Solve the following:

1) x^3 <= 16x
2) (5x/x^2+12x-8) >= 3

1.x^3 - 16x

= x(x^2 - 16)
= x(x^2 + 4x - 4x - 16)
= x[(x^2 + 4x) - (4x + 16)]
= x[x(x + 4) - 4(x + 4)]
= x(x + 4)(x - 4)

1. x^3 - 16x ≤ 0

x(x^2 - 16) ≤ 0
x(x-4)(x+4) ≤ 0

critical values are -4, 0, 4

making a quick sketch of y = x^3 - 16x
shows a standard cubic with x-intercepts of 0, ± 4
Where is the curve below the x-axis ?

x ≤ -4 or 0 ≤ x ≤ 4

2.
(5x/x^2+12x-8) >= 3
5x > 3x^2 + 36x - 24
3x^2 + 31x - 24 < 0

consider 3x^2 + 31x - 24
x = (-31 ± √1249)/6
= appr .7235 or -11.057

critical values: x = .7235 , x = -11.057

We also have to consider
x^2 + 12x - 8 , it cannot be zero
let's see for what values it is
solving, I got x = .63325 , x = -12.6332

looking at Wolfram's graph:
http://www.wolframalpha.com/input/?i=5x%2F(x%5E2%2B12x-8)+%3E%3D+3

we have
-12.6332 < x ≤ -11.057
OR
.63325 < x ≤ .7235

To solve the inequalities, we need to isolate the variable x. Here's how to solve each inequality step-by-step:

1) x^3 <= 16x

First, subtract 16x from both sides to bring all terms to one side:

x^3 - 16x <= 0

Now, we factor out x from the equation:

x(x^2 - 16) <= 0

Next, we factor the quadratic expression:

x(x + 4)(x - 4) <= 0

To determine when the expression is less than or equal to zero, we need to consider the sign of each term.

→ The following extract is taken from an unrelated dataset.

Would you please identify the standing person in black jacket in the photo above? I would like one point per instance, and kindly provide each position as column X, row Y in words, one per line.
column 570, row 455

- If x < -4, then all three factors will be negative, which makes the expression positive.
- If -4 < x < 0, then the term (x + 4) becomes positive, while the other two terms remain negative, making the expression negative.
- If x = 0, the expression equals zero.
- If 0 < x < 4, the term (x - 4) becomes negative, while the other two terms remain positive, making the expression positive.
- If x > 4, then all three factors will be positive, which makes the expression positive.

We can summarize this information using a number line:

------------------o-----------------o-------------o----------

-4 0 4

Now, looking at the inequality, we see that it is asking for the values of x for which the expression is less than or equal to zero (x^3 ≤ 16x). Therefore, we are interested in the solution when the expression is negative (≤ 0).

From the number line, we see that the solution for x is:
x ≤ -4 or 0 ≤ x ≤ 4

2) (5x / (x^2 + 12x - 8)) ≥ 3

First, multiply both sides of the inequality by the denominator (x^2 + 12x - 8):

5x ≥ 3(x^2 + 12x - 8)

Expand the right side:

5x ≥ 3x^2 + 36x - 24

To solve this inequality, we need to bring all terms to one side and set it equal to zero:

3x^2 + 36x - 5x - 24 ≥ 0

3x^2 + 31x - 24 ≥ 0

Next, we can either factor the quadratic expression or use the quadratic formula to find the critical points. In this case, let's use the quadratic formula:

x = (-b ± √(b^2 - 4ac)) / (2a)

For the quadratic equation 3x^2 + 31x - 24 = 0, a = 3, b = 31, and c = -24.

Using the quadratic formula, we find two critical points:

x = (-31 ± √(31^2 - 4 * 3 * -24)) / (2 * 3)

Simplifying this expression gives us:

x = (-31 ± √(961 + 288)) / 6

x = (-31 ± √1249) / 6

Now, let's determine the sign of the equation for different ranges of x. We can make use of a number line to analyze this:

-------------------------------------------------------o---------o---------------

-10 -6 -1

To find the solution, we are interested in the solution when the expression is greater than or equal to zero (≥ 0).

From the number line, we see that the solution for x is:
x ≤ -10 or -1 ≤ x

Therefore, the solution to the inequality is x ≤ -10 or -1 ≤ x.